1辨陽明病脈證並治
夫實則譫語,虛則鄭聲;鄭聲者,重語也。直視譫語,喘滿者死;下利者亦死。(「也」上,玉函有「是」字;外臺以「鄭聲者重語也」為細注;直視以下,成氏以降分為別條,只志聰、錫駒為一條。)
〔錫〕此章統論譫語有虛實之不同、生死之各異也。實則譫語者,陽明燥熱甚而神昏氣亂,故不避親疏,妄言罵詈也。虛則鄭聲者,神氣虛而不能自主,故聲音不正而語言重複,即《素問》所謂「言而微,終日乃復言」者是也。直視者,精不灌目,目系急而不轉也。夫譫語當無死證,若喘滿者,脾肺不交而氣脫於上,故死;下利者,脾液不收而氣陷於下,亦死。鄭聲者,即譫語之聲;聆其聲有不正之聲、輕微重複之語,即是鄭聲,非譫語之中別有一種鄭聲也。故止首提鄭聲,而後無鄭聲之證。

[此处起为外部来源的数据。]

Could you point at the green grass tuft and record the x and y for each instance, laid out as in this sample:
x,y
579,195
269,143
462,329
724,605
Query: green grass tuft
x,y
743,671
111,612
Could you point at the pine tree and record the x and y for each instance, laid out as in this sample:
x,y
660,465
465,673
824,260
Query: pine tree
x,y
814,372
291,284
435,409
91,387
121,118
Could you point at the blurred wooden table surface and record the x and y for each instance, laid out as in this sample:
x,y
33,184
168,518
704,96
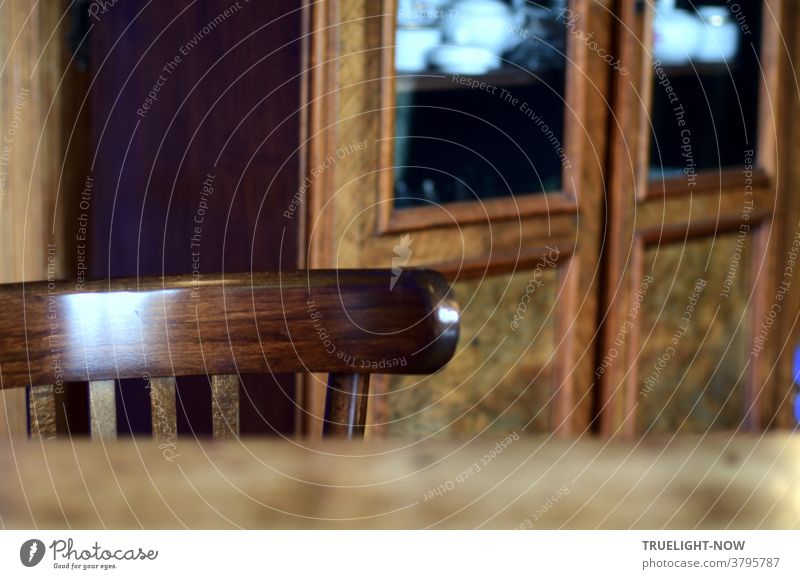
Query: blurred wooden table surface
x,y
711,482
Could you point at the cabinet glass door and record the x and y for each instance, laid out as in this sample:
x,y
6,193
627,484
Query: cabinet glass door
x,y
480,103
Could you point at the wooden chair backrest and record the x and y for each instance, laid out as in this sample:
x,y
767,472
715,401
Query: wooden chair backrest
x,y
349,323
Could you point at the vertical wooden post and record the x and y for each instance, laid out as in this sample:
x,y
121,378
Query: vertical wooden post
x,y
163,410
31,111
346,406
225,405
42,409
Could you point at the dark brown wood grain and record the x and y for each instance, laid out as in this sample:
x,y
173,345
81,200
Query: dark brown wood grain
x,y
346,405
320,321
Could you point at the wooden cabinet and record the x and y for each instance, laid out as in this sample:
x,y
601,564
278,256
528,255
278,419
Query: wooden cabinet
x,y
575,272
700,213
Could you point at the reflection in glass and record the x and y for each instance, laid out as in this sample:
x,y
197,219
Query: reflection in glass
x,y
480,99
706,77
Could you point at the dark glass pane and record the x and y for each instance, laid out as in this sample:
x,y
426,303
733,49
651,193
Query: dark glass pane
x,y
480,100
706,83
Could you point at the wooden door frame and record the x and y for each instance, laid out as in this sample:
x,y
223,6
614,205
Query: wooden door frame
x,y
332,26
774,210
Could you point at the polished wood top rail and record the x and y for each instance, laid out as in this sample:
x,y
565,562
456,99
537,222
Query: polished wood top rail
x,y
339,321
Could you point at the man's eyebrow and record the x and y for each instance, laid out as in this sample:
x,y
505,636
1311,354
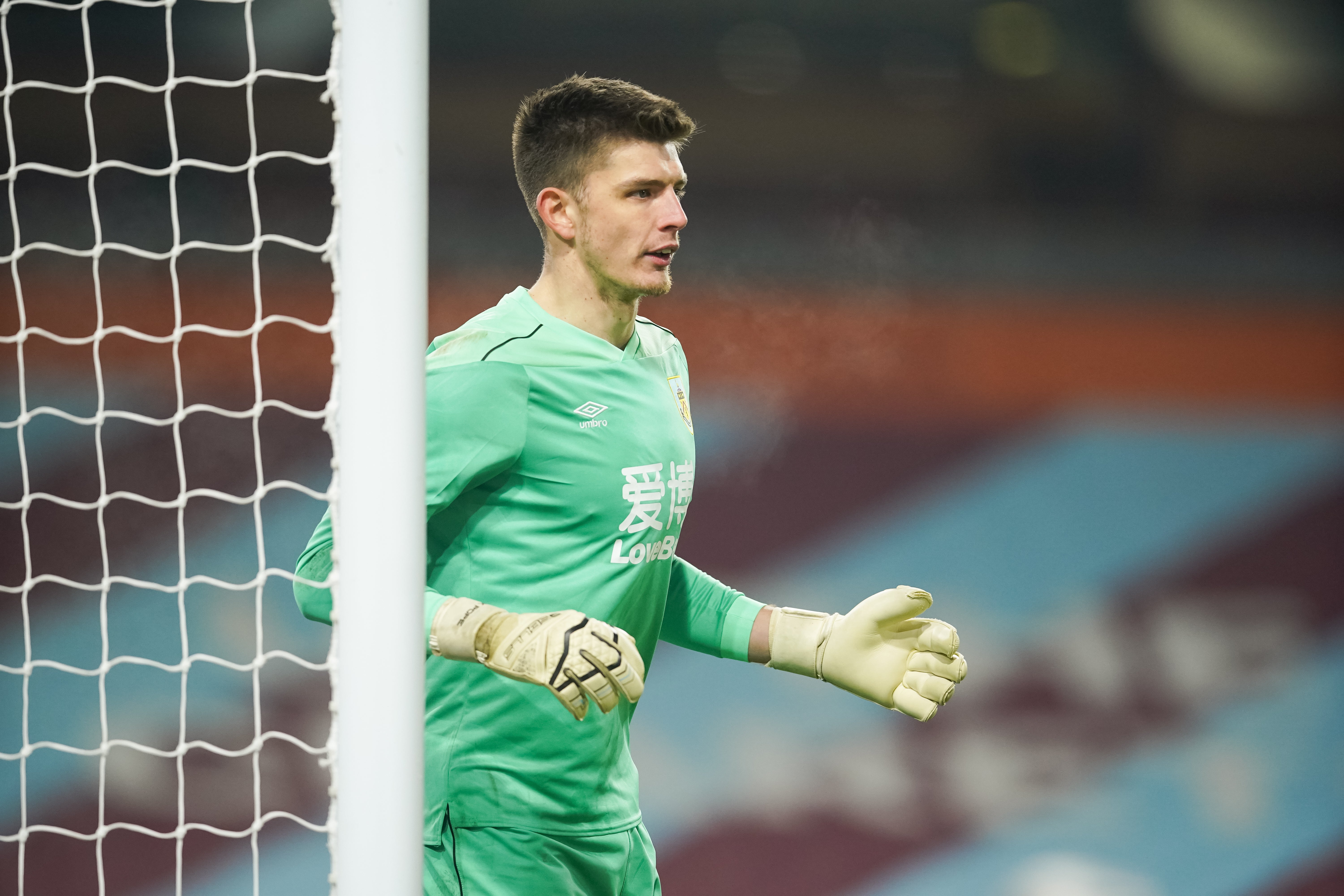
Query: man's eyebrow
x,y
651,182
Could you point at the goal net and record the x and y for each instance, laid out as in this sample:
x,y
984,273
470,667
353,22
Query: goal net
x,y
170,435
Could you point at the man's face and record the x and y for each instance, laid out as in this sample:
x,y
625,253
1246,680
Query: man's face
x,y
631,217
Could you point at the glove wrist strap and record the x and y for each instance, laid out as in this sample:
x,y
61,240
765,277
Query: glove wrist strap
x,y
456,625
799,640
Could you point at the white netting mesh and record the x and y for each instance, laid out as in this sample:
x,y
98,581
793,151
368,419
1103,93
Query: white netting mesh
x,y
96,567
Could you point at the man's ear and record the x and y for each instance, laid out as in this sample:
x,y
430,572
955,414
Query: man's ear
x,y
557,210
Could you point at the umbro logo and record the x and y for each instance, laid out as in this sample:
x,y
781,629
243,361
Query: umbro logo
x,y
589,409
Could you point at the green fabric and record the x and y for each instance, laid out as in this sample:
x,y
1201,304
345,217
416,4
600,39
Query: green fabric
x,y
507,862
534,506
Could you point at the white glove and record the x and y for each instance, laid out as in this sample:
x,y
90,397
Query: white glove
x,y
566,652
877,651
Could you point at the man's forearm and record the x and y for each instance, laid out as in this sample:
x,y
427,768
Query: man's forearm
x,y
759,648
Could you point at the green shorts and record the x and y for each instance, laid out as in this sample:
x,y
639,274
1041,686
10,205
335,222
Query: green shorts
x,y
506,862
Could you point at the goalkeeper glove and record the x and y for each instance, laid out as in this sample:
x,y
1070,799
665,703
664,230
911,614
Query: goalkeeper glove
x,y
566,652
877,651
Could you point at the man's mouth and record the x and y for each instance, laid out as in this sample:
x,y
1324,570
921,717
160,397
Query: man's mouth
x,y
662,256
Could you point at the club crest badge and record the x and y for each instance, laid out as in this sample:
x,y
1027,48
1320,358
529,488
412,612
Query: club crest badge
x,y
682,404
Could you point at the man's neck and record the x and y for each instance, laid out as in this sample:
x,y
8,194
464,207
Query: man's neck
x,y
576,299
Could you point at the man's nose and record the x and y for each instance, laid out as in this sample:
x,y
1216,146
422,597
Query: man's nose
x,y
674,217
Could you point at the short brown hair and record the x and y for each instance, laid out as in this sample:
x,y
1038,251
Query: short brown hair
x,y
560,131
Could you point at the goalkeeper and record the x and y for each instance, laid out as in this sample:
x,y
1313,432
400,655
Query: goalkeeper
x,y
560,468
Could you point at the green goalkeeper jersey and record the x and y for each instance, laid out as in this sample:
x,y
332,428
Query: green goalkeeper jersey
x,y
558,475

〔張〕喘滿者,邪乘陽位而上爭,氣從上脫,故主死。下利者,邪聚陰位而下奪,氣從下脫,亦死也。設譫語內結,下旁流清水者,又不可誤認死證也。
〔錢〕喘則膻中迫促而氣不接;滿則傳化不通而胃氣絕,故死。
《證治要訣》曰:譫語者,顛倒錯亂,言出無倫,常對空獨語,如見鬼狀。鄭聲者,鄭重頻繁,語雖謬而諄諄重複不自已。年老之人遇事則誶語不休,以陽氣虛也。二者本不難辨,須以他證別之。大便秘、小便赤、身熱煩渴而妄言者,乃里實之譫語也;小便如常、大便洞下,或發躁、或反發熱而妄言者,乃陰隔陽之譫語也。此譫語、鄭聲虛實所以不同也。
《醫學綱目》曰:譫語者,謂亂語無次第,數數更端也。鄭聲者,謂鄭重頻煩也;只將一句舊言重疊頻言之,終日殷勤,不換他聲也。蓋神有餘,則能機變而亂語,數數更端;神不足,則無機變,而只守一聲也。成無己謂鄭聲為鄭衛之聲,非是。
《傷寒選錄》曰:鄭聲,說過又說也。
舒氏云:李肇夫曰:「重」字讀平聲。「重語」當是絮絮叨叨,說了又說,綱語呢喃,聲低息短,身重惡寒;與譫語之聲雄氣粗、身輕惡熱者迥別。
發汗多,若重發汗者,亡其陽,譫語;脈短者死,脈自和者不死。(玉函「重發汗」下無「者」字,有「若已下復發其汗」七字句;「多」下無「若」字。)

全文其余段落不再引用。